History Lesson: Our Fathers & Grandfathers Were Better Than Us


What Many Americans Need
"If my father could get out of a landing craft in the English Channel, I can go without my Social Security checks so that my granddaughter can have a life."
~ Guy Green


Read more here of Infantilizing Leftist Morality here at the American Thinker.


This reminded me, again, of Richard Weaver's description of many moderns:

Their institutional world is a product of toil and discipline; of this they are no longer aware. Like the children of rich parents, they have been pampered by the labor and self-discipline of those who went before; they begin to think that luxuries, though unearned, are rightfully theirs. They fret when their wishes are not gratified; they turn to cursing and abusing; they look for scapegoats.

 And this . . .

This shallow, simpleton attitude is consistent among leftists and moderns who, while decrying the "cult of the Founding Fathers" are, themselves, entrapped in the "cult of self". They believe they are superior to any generation to come before them, i.e. "we are the ones we've been waiting for." (How's that for being detached from reality?) It is this narcissistic, self-aggrandizing attitude which is the bane of modern American culture. We see it everywhere: the typical modern - self-absorbed, self-congratulating, conceited; yet unappreciative of the sacrifices, sweat equity, and accomplishments of those who've gone before them - unless it serves their own selfish purposes. This attitude is why these folks roll their eyes and sneer at "heritage history" - they think its demeaning (they're insecure). These mosquito-like critics come off as petulant, spoiled, ungrateful, bratty little children who need their butts spanked. Most of those who criticize the Founders (and those who draw inspiration from them) in this vein, could not hold a candle to their accomplishments. 

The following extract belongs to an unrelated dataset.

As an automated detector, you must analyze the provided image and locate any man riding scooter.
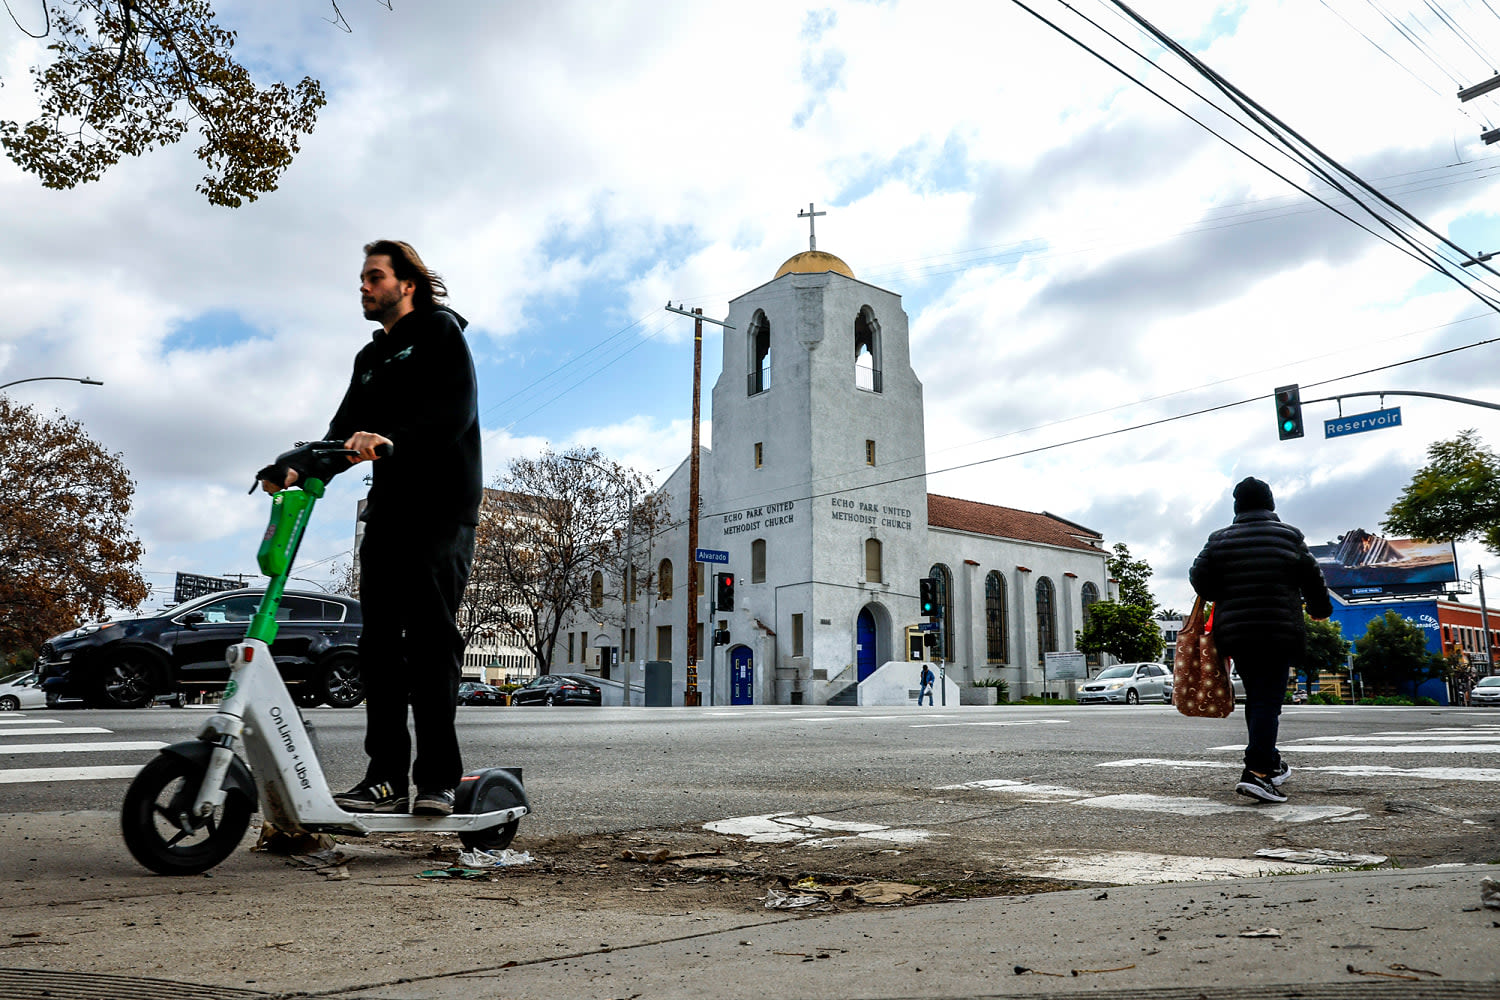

These small men sit in ergonomic chairs at their cushioned keyboards in air-conditioned offices with every modern convenience at their beck and call and critique a generation of men who were truly well-educated and well-read; self-made giants who were, in every sense of the concept, renaissance men. Men who could farm, write brilliant treatises on government, history, and philosophy, lead men into battle, track a deer for miles, kill it with a black powder rifle, field dress it, and carry it home for their evening meal. Men who carved a nation out of a raw wilderness and founded the greatest republic in the history of the world. Men who risked their personal fortunes, liberty, and lives so that they could pass on a great republic to future generations. In comparison, most of their soft, flabby, lazy, critics would starve to death if Wal-Mart closed for a week. They can't think, write or speak without a computer or a teleprompter. They can't build an argument, much less a nation. Their writing often consists of cutting and pasting words from the templates of their ruling class masters; hoping someone will notice and invite them to some stuffy academic AE bash-fest seminar where the greatest challenge of the day will be to stay awake.

2 comments:

Lindsay said...

Wow, this blew me away it is so well thought out. I especially loved this:

"These small men sit in ergonomic chairs at their cushioned keyboards in air-conditioned offices with every modern convenience at their beck and call and critique a generation of men who were truly well-educated and well-read; self-made giants who were, in every sense of the concept, renaissance men."

Richard G. Williams, Jr. said...

Thanks Lindsay. It is raw narcissism and disgustingly juvenile - the mind of the modern.